Verse 9 in those days was often identified as part of the “Roman Road” to salvation, a list of verses from Romans leading a seeker from conviction of sin to the gift of God in Christ to this verse as the basis for an act of receiving Christ by speaking aloud and believing in one’s heart.

This evangelistic use of Romans 10:9, taken out of its wider context, helped fuel a widespread evangelical understanding that salvation and life in Christ was primarily an individual matter of just believing (and publicly acknolwedging that belief) in Jesus. That understanding was particularly encouraged by a superficial reading of the preceding verses 5-8. Verses 5 appears to contrast Moses in Leviticus 18:5 calling for salvation by doing the works of the law with verse 6-8 suggesting something more of a professed heart religion, i.e., faith.

But once you realize that verses 6-8 are an extended paraphrase of more words from Moses (in Deuteronomy 30:12-14), it’s not so easy to see the text as pitting Old Testament works religion against New Testament salvation through faith. Paul understands Moses in Deuteronomy 30 to be saying what he himself is saying, that the Law is in fact being done now by those who are renewed and regenerated by receiving the “word” in heart and mouth by faith in Jesus Christ. So there is a continuity with Old Testament religion rather than a disjunct.
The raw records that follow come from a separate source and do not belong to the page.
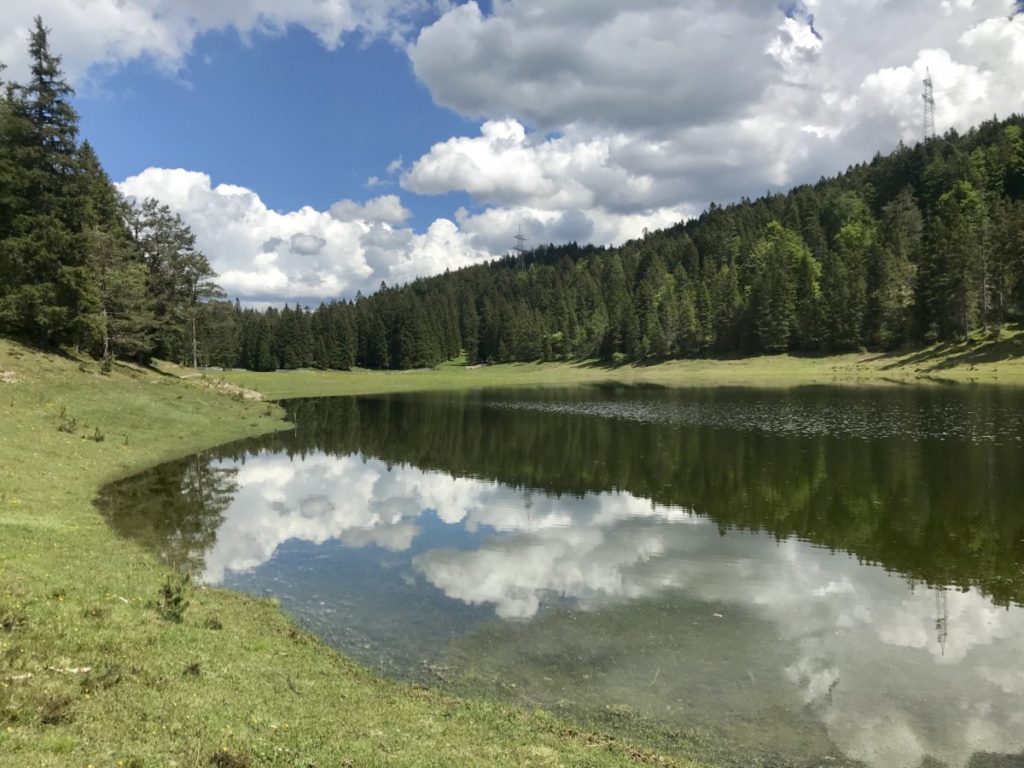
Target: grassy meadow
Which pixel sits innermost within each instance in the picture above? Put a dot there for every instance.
(981, 360)
(107, 658)
(101, 664)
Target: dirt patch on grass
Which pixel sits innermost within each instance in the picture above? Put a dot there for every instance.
(233, 390)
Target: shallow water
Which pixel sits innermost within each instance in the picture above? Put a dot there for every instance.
(778, 578)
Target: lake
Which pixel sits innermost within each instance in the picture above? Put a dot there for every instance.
(784, 578)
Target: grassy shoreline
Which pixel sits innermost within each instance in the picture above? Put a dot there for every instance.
(92, 674)
(981, 361)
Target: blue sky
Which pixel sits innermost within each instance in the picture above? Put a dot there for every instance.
(262, 122)
(281, 115)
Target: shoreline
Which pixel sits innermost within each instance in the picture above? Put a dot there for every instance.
(93, 672)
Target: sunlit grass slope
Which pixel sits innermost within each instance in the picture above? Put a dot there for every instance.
(982, 360)
(94, 670)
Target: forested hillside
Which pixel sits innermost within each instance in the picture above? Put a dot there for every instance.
(926, 244)
(79, 265)
(923, 245)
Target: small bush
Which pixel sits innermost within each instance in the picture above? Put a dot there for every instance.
(172, 602)
(224, 759)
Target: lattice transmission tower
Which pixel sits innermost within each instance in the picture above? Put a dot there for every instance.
(520, 246)
(929, 98)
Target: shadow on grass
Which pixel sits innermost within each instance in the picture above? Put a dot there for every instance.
(960, 354)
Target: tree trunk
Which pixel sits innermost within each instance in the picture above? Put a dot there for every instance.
(195, 347)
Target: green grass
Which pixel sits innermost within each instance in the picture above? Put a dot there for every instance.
(982, 360)
(94, 670)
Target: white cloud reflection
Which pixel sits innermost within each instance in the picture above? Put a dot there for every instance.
(855, 638)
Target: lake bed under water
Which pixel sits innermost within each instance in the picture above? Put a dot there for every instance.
(778, 578)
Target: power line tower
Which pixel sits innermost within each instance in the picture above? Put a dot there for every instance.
(929, 98)
(520, 246)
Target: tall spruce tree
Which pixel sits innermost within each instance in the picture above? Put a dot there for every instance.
(41, 240)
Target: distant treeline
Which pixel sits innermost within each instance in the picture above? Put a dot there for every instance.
(926, 244)
(79, 265)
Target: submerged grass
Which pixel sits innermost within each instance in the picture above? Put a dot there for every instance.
(107, 658)
(982, 360)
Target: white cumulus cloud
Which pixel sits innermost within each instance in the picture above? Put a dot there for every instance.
(306, 255)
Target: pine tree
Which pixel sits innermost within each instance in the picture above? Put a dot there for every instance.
(41, 247)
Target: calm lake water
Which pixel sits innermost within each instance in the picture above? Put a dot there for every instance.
(820, 576)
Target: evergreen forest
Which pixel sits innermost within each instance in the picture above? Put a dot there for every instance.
(923, 245)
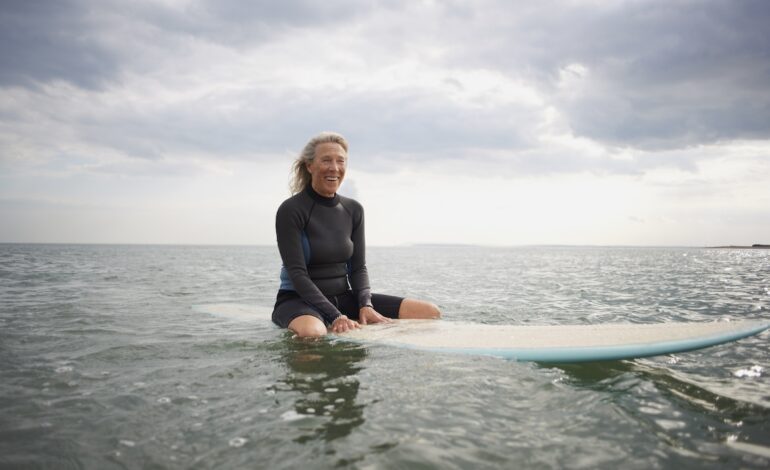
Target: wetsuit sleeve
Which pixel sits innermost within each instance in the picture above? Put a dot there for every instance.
(289, 224)
(359, 276)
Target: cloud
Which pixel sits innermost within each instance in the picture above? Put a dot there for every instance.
(656, 74)
(560, 87)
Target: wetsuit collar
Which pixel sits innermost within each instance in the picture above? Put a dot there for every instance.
(326, 201)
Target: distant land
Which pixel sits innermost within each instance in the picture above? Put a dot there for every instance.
(755, 246)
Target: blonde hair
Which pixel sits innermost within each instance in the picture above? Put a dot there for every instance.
(300, 176)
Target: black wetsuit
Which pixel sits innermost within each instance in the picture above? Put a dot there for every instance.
(322, 245)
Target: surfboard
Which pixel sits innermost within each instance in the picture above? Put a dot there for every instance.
(555, 343)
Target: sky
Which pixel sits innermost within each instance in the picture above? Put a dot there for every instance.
(470, 122)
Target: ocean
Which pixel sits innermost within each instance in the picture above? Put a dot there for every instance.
(108, 359)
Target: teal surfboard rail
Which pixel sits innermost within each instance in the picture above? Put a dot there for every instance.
(588, 353)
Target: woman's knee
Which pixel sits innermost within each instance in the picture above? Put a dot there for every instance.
(308, 326)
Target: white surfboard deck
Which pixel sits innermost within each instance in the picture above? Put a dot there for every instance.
(555, 343)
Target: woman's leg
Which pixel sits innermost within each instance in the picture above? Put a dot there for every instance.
(418, 309)
(307, 326)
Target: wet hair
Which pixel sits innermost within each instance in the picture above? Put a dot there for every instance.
(300, 176)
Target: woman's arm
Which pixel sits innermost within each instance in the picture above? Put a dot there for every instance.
(359, 276)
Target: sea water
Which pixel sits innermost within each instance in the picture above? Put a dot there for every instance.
(107, 361)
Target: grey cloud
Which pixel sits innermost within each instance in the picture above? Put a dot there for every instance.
(88, 43)
(42, 41)
(661, 74)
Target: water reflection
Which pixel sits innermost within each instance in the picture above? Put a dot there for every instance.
(324, 373)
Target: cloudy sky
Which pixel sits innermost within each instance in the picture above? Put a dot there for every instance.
(483, 122)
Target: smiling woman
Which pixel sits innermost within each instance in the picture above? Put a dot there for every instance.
(324, 280)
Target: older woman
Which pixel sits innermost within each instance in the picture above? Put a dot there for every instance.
(324, 282)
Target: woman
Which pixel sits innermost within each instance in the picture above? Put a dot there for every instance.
(324, 282)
Thus once again those who want to imagine that Paul completely eschews any notion of good works as part of salvation are hard pressed. Faith in Christ is an active, working faith. Faith is a kind of obedience, as the catch phrase of the book in Romans 1:5 and 16:26 makes clear. No, we don’t earn our salvation, but neither do we “just believe” in order to be saved. We confess that Jesus is Lord and begin to live out His lordship in our lives.

One of the ways Paul experienced Jesus’ lordship and was obedient was in his own calling to share the Gospel with the Gentiles. As a young person experiencing the first stirrings of a call to preach, I resonated with Paul’s appropriation of Isaiah 52:7 in Romans 10:15, “How beautiful are the feet of those who bring good news!” It seemed a passage I might claim for myself if God was truly sending me to share the Good News as a pastor. And my heart is still stirred by that text set to Handel’s gorgeous music in his “Messiah.”

Yet that promise of beautiful feet is not exclusive to professional preachers. And the progressive questions of verse 14 and 15 are a call to every Christian to bring the good news to those who haven’t heard and have not yet had the opportunity to hear, believe, obey and live in Christ.

So feet and mouth, which we usually try to keep apart, come together here as the active means of expressing the faith which God has placed in our hearts through Christ Jesus.